Both ski socks and flip flops are pretty everyday objects (if you are the kind of exciting person who, like me, likes to go to snowy mountains and tropical beaches, not if you are a boring recluse). Most of what I write about will, I suspect, seem slightly crazy to your average 'vanilla'. But, to me, kink is so integrated into my life that I sometimes don't notice that it is a bit odd.

Ski socks and flip flops are also both totally contradictory to each other. This, in part, reflects the fact that I go by the online psuedonym 'Walking Oxymoron'. But it also explains me very well. I do not look like someone who you might imagine to be a sexual deviant. When out and about, I don't act any differently from anyone else. In fact, I like to think that I appear fairly innocent and demure.

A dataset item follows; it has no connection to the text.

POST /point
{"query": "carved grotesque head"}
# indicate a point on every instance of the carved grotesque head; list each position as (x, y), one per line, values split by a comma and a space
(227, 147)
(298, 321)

This blog is about the other side of me - my dark side. Specifically, the emotional side of it. Behind the whips and canes and other fun things is a variety of very normal 'vanilla' feelings. They just choose to display themselves in some unconventional places...

Saturday 5 February 2011

Being an Attention Slut

Last weekend I felt a little bit like a small child who has been given a suitcase full of money to spend in the world's largest sweet shop. I was incredibly greedy and indulged in rather a lot of very fun play. It has taken me a week to get around to writing about it - I would like to write about it all, but I just don't have the time or energy to cover everything! I am therefore going to focus on one of  my biggest kinks - exhibitionism. I have wanted to write about my exhibitionist streak for a while because it is something that I really enjoy and is one of my most prominent fetishes, and now I have the perfect opportunity to!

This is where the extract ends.